Most jazz tunes utilize a recurring chord progression that serves as the structure of the tune; the way in which the different sections of the progression are grouped determines the form of the tune.
B. Musical Blueprint
Form can be considered a tune’s “musical blueprint,” allowing each musician (and educated listener) to keep his/her place in the structure.
Each different section of a chord progression is assigned a different letter.

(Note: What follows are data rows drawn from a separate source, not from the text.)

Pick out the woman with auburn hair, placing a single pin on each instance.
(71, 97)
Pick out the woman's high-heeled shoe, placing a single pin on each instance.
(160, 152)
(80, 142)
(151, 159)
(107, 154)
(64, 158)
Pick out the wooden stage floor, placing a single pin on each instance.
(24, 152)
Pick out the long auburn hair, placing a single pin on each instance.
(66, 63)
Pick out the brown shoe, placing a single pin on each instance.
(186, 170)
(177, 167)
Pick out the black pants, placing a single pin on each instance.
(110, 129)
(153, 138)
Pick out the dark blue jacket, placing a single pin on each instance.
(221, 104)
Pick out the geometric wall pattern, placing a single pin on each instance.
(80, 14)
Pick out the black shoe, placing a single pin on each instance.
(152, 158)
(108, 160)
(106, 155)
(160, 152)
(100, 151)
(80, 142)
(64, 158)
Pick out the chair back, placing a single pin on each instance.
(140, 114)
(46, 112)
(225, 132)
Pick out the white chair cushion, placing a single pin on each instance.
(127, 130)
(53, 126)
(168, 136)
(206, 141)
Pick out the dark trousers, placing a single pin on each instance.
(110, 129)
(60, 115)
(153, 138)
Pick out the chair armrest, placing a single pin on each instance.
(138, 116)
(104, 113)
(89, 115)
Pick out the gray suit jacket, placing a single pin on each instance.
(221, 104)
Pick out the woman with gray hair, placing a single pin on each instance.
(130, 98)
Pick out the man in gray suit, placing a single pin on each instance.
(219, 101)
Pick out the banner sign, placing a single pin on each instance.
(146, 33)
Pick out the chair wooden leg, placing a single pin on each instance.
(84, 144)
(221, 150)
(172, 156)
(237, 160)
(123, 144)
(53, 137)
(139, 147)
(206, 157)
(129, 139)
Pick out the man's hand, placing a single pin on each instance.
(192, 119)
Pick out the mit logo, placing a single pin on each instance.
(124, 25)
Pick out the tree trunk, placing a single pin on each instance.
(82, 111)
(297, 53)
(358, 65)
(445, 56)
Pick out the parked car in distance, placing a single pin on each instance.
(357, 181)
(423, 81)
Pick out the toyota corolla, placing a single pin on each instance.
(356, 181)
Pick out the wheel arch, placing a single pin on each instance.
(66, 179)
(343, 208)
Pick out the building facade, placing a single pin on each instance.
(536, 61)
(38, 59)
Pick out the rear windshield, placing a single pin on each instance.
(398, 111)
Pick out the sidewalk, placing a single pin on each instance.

1. For example: if a tune is 24 measures long and is divided into three eight-measure sections with the first two sections containing a set of identical chords and the last section containing a set of different chords, the form is AAB (see Song for My Father10) musical form
2. for example: if a tune is 32 measures long and is divided into four eight-measure sections with the first two sections containing a set of identical chords, the third section a different set of chords, and the last section the same as the first, the form is AABA (see Take the A Train) musical form
In a jazz performance, the form of a tune, i.e., all the chords of the tune in a predetermined sequence (such as AAB, AABA, ABAC, etc.), will be repeated over and over; each time through is called a chorus.
E. Common Sequence
For each chorus, something different happens. The most common sequence is:
1. first chorus: the melody instruments (e.g., the horns) play the head, that is, the composed melody of the song11
2. middle choruses (undetermined number): each musician in turn improvises a solo using the form as his/her guide, knowing the chord progression of each section (the chords provide the impetus for what notes can be played by the improviser); each soloist can improvise for as many choruses as he/she desires
3. last chorus: the head again (called the “out” head as the musicians are taking the tune “out,” that is, ending the tune)
F. Before and After
Often before the first chorus (the head), there is an introduction; often after the last chorus (the out head), there is an ending.
G. Common Forms
The most common forms found in jazz include AABA, ABAC, 16-Bar Tune, and 12-Bar Blues (see Common Forms sheet and the Uncommon Forms sheet).
Who does what during each chorus is called the arrangement.
1. Arrangements can be determined prior to the performance and are often written. Generally speaking, the larger the ensemble, the more need to have written arrangements.12 Arrangements are written and published for jazz bands of all sizes and levels from elementary school to professional. Most are written for the standard “big band” instrumentation of five saxes, four trumpets, four trombones, and four “rhythm,” i.e., piano, bass, guitar,13 and drums (incidentally, most high school jazz bands utilize this instrumentation). More to come on big band music in lesson #4 when discussing the swing era.
2. Besides arrangements that are written, simple arrangements can be determined by a brief “talk over” prior to a performance or even on the spur of the moment (this is called a head arrangement). This usually occurs in the small group (quintet or smaller) setting. When occurring at an informal jam session, who does what when is directed by common practice, intuition, and visual cues (e.g., head nods, looks, etc.).